I took the Volvo — the car Damon drove when he had a day off and his patrol car was needed — and I drove all the way to fucking Reno. I didn’t stop for food. I didn’t stop to pee. I drove and drove and when I got there, I flirted for a moment with the possibility that I had gotten away.

He found me, of course. He was five minutes behind me the entire time. The GPS system in the car was synced with his cell phone. He’d already anticipated that I’d flee after what he’d done.

The second time, a few nights later, I barely resisted. I fought him at first, sure. But once he had me pinned, I just kind of gave up and let him do what he wanted.

I think I disappointed him, in a way.

I think he liked it better when I was fighting him the entire time.

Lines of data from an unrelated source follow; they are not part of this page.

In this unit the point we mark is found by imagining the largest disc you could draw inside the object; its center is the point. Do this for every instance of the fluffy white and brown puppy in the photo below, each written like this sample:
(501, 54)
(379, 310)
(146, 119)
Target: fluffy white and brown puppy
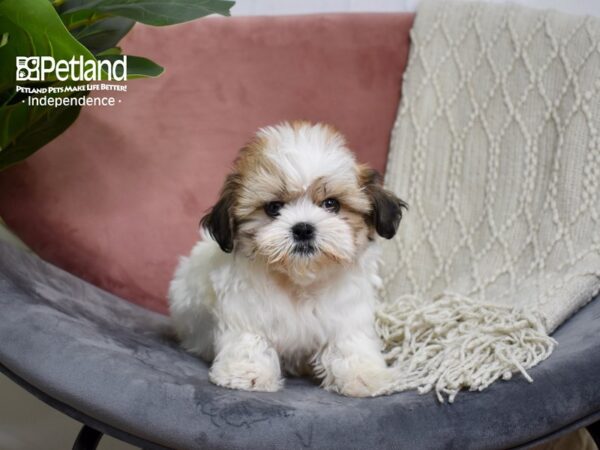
(285, 276)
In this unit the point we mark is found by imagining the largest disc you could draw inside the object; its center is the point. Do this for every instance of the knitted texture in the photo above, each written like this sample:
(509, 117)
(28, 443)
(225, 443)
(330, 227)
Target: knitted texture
(496, 149)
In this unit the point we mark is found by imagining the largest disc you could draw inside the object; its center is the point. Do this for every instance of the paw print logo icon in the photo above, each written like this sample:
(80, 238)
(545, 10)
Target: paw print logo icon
(28, 68)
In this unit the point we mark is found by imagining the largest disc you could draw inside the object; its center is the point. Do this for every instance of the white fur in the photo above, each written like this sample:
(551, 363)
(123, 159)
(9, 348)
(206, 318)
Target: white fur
(234, 310)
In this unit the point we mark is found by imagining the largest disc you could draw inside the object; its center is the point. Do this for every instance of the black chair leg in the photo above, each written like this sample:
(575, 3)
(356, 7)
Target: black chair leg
(87, 439)
(594, 430)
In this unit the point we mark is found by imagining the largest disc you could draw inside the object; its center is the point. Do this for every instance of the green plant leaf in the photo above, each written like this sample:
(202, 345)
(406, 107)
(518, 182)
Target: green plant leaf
(42, 124)
(35, 30)
(155, 12)
(137, 66)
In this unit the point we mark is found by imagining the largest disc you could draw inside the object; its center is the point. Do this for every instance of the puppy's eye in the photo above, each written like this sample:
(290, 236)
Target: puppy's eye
(272, 208)
(331, 205)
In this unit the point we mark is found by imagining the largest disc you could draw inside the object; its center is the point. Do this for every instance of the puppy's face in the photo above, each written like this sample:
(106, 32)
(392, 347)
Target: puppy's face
(298, 201)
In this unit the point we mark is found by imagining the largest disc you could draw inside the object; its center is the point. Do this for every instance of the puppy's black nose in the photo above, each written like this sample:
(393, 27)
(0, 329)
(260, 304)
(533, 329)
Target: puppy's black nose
(303, 231)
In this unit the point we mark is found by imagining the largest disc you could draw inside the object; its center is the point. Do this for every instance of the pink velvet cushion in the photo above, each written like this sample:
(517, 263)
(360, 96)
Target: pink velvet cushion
(117, 198)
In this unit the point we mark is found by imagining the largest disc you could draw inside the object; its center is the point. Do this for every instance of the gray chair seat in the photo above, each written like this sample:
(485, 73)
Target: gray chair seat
(117, 367)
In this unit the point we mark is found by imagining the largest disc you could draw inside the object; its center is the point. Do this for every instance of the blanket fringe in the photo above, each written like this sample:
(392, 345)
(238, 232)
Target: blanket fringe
(455, 342)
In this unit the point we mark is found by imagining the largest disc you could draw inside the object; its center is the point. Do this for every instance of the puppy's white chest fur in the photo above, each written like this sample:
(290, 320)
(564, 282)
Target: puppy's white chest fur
(215, 293)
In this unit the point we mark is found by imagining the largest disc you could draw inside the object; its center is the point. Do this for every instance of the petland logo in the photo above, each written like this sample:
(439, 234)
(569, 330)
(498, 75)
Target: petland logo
(40, 68)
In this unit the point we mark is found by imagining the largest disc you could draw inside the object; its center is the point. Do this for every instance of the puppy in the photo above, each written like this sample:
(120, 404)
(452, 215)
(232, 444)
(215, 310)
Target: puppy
(285, 277)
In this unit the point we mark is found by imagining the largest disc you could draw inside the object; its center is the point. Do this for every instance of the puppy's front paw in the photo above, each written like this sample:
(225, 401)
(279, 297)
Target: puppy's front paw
(245, 375)
(364, 382)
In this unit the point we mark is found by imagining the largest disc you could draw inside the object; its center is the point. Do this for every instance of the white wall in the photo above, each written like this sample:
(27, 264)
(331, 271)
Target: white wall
(277, 7)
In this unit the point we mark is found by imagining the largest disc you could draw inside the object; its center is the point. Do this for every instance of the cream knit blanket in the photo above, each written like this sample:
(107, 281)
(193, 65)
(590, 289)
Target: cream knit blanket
(496, 149)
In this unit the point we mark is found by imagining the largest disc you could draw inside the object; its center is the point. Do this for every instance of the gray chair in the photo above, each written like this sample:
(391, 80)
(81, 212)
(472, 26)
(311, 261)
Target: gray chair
(116, 368)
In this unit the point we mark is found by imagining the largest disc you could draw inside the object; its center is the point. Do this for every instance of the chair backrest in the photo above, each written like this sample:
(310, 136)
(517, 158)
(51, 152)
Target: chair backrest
(117, 198)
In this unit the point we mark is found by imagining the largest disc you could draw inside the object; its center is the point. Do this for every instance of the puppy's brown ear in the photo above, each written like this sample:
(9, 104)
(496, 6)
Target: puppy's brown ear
(219, 222)
(386, 211)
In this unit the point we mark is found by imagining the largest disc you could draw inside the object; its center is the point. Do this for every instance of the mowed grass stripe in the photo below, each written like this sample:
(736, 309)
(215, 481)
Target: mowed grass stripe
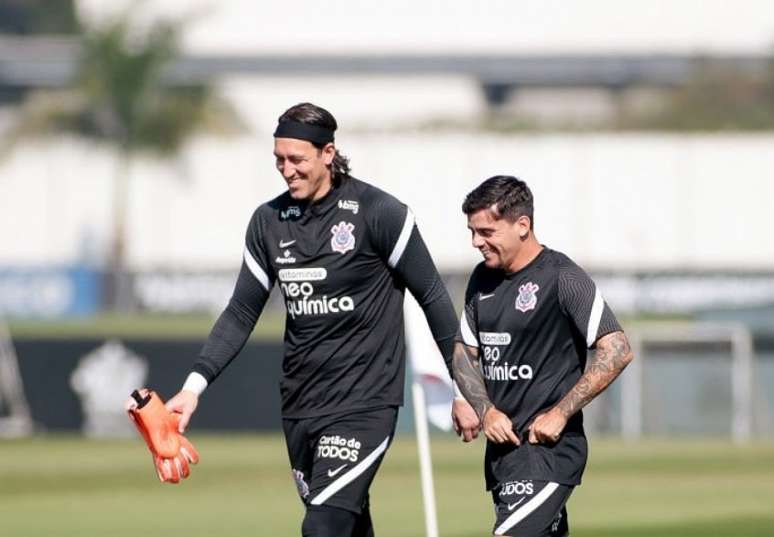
(68, 486)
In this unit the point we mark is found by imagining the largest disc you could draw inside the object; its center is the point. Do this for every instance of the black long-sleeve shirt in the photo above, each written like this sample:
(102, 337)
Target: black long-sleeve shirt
(342, 264)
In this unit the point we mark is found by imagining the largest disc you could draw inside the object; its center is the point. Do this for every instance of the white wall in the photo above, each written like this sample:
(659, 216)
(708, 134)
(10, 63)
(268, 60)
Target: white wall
(466, 26)
(611, 202)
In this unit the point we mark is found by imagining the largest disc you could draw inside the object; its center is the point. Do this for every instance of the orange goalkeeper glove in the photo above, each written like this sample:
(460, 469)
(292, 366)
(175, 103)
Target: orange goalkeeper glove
(172, 452)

A couple months later and I’d become entirely complicit. You could even say I was eager. Twisted, sure, but in my own sick way, I’d quickly come to enjoy the attention I’d been starving for all these months.

I know what you’re thinking. You’re disappointed in me, aren’t you? I was supposed to be different. I was supposed to get out and make something of myself.

Yeah, and Leo was supposed to, too, but look at how that turned out.

Look at what he went and did.

By the time summer of 2015 rolled around, I’d finally snapped to my senses. I’d seen my reflection in the window one afternoon, naked and panting, Damon behind me, and I had been horrified. It was like I was waking up for the first time since that night and really seeing what I was doing. What we were doing.

“I don’t want to do this anymore,” I’d said to him. “This is wrong.” Mom was home by then, packed away in the den, her breathing machine hissing in the quiet of the night.

He’d just laughed. A sound that was pure reflex. A sound that contained no joy.

The same way my laugh sounds now.

“I mean it,” I’d said, my palms slick with sweat, my voice unsteady. “We can’t do this. Even without all the other fucked-up stuff, I don’t love you. I don’t even like you.”

He gave me this look, and it made me feel so fucking cold inside. The way snow looks upon a field of flowers every winter and says, ‘I will smother you from the sun’s rays until I destroy you.’

“You’ll learn,” he’d said, his voice far too calm for all that fury that raged in his eyes.

“To what? To love you?”

He chuckled bitterly. “No. You’ll learn that it doesn’t matter if you love somebody or not. They’ll still love you. I’ll still love you.”